Netflixではバイセクシュアルを含む、性的マイノリティが登場するコンテンツを積極的に制作している。2022年から配信が始まり、2024年の10月からシーズン3が配信予定の『ハートストッパー』は男子校に通う内気なチャーリーとラグビー部で人気者のニックの恋模様を中心に物語が進む学園青春ドラマである。本作は、ゲイであるチャーリーに惹かれ徐々にバイセクシャルであることに自覚的になっていくニックの葛藤や、カミングアウトの難しさなどの現実的な問題も描写する。しかし決して悲観的な展開にならず、前向きで、明るいクィアな登場人物たちが自分と他者に向き合いながら、成長していく展開は多くの視聴者から支持を得ている。
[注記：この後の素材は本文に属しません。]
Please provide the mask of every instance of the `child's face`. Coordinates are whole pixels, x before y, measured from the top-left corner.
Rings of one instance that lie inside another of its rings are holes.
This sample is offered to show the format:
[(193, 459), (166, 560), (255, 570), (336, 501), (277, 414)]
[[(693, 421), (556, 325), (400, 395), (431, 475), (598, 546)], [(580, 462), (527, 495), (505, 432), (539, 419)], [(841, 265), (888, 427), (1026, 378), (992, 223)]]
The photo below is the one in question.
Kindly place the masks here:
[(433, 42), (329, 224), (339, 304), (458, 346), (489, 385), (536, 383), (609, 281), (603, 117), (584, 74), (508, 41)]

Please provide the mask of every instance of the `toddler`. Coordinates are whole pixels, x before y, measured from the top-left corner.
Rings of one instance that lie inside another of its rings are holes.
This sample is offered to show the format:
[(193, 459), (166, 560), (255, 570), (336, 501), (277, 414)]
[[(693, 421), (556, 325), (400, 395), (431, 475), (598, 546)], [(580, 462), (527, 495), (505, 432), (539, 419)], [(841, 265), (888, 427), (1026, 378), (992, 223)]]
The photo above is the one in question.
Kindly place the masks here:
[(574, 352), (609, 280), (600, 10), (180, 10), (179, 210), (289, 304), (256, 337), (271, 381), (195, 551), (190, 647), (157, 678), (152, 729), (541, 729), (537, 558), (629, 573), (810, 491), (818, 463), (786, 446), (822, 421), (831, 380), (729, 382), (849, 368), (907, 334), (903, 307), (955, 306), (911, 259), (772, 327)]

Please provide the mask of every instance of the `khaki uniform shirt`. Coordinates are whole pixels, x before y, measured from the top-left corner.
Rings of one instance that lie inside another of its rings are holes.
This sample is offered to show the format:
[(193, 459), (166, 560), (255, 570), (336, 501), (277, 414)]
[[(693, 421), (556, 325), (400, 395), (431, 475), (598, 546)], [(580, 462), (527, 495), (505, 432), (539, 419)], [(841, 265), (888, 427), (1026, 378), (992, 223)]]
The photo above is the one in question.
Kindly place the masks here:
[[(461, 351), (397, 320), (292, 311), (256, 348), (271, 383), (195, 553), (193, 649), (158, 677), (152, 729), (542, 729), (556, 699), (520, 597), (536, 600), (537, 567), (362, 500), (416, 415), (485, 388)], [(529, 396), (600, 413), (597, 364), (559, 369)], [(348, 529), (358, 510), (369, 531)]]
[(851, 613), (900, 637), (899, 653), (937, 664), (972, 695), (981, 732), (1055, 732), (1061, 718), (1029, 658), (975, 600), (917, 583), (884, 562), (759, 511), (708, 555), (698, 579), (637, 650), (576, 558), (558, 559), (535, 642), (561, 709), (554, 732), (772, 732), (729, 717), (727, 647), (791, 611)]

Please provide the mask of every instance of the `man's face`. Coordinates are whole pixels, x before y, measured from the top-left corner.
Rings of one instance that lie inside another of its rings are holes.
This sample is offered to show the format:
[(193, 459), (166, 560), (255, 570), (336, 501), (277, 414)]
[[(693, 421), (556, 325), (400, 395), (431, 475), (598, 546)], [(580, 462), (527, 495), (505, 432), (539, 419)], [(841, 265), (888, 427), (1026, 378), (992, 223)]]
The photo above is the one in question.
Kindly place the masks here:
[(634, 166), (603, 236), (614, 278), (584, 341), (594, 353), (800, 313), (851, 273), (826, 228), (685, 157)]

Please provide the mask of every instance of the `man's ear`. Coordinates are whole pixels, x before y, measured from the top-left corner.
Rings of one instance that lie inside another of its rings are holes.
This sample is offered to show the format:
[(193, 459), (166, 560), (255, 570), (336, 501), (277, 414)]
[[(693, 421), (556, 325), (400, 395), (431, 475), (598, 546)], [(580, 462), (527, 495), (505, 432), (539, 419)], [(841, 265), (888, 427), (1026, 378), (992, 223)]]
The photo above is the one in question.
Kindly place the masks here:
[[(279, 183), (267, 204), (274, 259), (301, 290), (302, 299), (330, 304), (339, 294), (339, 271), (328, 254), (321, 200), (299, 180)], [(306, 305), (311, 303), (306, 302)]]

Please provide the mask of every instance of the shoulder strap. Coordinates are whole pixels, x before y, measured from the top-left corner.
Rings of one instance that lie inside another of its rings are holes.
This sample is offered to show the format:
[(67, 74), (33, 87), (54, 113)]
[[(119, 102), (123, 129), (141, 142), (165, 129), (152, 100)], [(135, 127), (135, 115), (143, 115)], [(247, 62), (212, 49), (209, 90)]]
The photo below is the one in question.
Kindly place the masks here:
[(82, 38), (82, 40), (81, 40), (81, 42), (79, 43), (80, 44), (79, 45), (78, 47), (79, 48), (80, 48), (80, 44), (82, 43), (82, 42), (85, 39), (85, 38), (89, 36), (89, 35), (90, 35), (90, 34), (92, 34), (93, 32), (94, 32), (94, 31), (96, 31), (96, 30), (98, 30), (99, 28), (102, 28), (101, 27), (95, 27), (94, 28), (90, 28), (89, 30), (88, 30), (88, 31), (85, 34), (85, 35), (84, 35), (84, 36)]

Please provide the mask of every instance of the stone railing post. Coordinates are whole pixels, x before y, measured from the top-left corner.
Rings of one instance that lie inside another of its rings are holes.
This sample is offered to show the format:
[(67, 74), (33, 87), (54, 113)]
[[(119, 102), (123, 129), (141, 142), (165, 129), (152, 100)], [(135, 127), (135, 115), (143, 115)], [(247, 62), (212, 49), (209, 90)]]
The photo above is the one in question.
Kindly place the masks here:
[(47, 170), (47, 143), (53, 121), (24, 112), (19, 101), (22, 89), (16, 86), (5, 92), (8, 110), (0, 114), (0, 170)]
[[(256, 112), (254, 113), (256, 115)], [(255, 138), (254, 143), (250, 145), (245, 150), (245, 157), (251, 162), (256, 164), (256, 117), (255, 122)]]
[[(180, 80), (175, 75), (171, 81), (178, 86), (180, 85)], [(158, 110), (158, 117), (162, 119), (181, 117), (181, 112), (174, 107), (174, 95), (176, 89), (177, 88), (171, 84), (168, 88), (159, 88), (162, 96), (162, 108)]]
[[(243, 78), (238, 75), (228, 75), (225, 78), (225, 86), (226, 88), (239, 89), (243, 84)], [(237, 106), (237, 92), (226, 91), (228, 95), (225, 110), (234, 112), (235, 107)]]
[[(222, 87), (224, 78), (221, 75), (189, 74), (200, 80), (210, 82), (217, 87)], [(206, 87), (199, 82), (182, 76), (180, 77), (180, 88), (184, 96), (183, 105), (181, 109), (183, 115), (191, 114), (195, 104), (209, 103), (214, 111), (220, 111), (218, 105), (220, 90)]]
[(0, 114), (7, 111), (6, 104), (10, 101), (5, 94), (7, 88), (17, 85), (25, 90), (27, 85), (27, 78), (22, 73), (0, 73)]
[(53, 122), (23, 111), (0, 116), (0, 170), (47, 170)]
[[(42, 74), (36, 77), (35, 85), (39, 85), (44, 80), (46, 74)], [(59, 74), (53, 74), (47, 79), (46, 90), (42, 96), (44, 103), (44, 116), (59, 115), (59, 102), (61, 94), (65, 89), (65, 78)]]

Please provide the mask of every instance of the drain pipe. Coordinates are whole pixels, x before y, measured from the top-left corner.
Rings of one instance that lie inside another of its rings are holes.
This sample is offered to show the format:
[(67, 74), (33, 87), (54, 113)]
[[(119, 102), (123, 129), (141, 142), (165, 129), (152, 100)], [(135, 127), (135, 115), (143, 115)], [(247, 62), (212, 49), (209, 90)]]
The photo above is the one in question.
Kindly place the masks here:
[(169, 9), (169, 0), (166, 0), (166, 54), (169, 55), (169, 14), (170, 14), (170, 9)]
▼他の記事もチェックまた、9月23日は「バイセクシュアル・デー(両性愛を祝う日)」とされている。1990年代にアメリカの団体が始めたもので、Celebrate Bisexuality Day、Bisexual Pride Day、Bisexual Visibility Dayとも呼ばれる。この日に合わせてメッセージを発信したり、自身のセクシュアリティをカミングアウトしたりする著名人の例も見られるようだ。
※7 参考:BBC NEWS「Is 'bisexual lighting' a new cinematic phenomenon?」https://www.bbc.com/news/entertainment-arts-43765856
※8 参考:BBC NEWS JAPAN「『スーパーマン』はバイセクシュアル 米出版社が最新号について発表」https://www.bbc.com/japanese/58880233
著名人によるカミングアウト
著名人によるカミングアウトは、社会に対してLGBTQ+の存在を改めて伝えることに繋がるだろう。バイセクシュアルをカミングアウトしている著名人も複数いる。
世界的に活躍する著名人という点では、レディー・ガガがバイセクシュアルを公言していることは有名である。彼女はLGBTQ+をエンパワーメントする数々のメッセージも発しており、まさに“社会の前進”を担っている存在であると言えよう。日本でも、お笑い芸人のカズレーザー、タレントの壇蜜などが自身がバイセクシュアルであることを公言している。その他にも元アイドルの最上もがも自身がバイセクシャルであることを公言している。
まとめ
この記事では、バイセクシュアルの特徴について紹介してきた。LGBTQ+という言葉が一般的なものとなり、差別や偏見をなくすべく社会が変わってきている現在ではあるが、今回のように多様なセクシュアリティそれぞれの特徴をみてみると、その特徴によって抱えている葛藤は違うことを改めて理解する。
同時に「このセクシュアリティはこうである」といった形で定義し、ある程度理解を浸透させることは、多様なセクシュアリティの存在が社会的に認知されていくために重要な過程ではあるが、その一義的な定義に固執してしまうことで、新たな偏見に繋がりうるという危険性もある。
どんな人間も一人ひとり違う。それと同じようにセクシュアリティも多様だ。そのことがもっと当たり前になっていくことが、改めてこれからの社会には必要なのではないだろうか。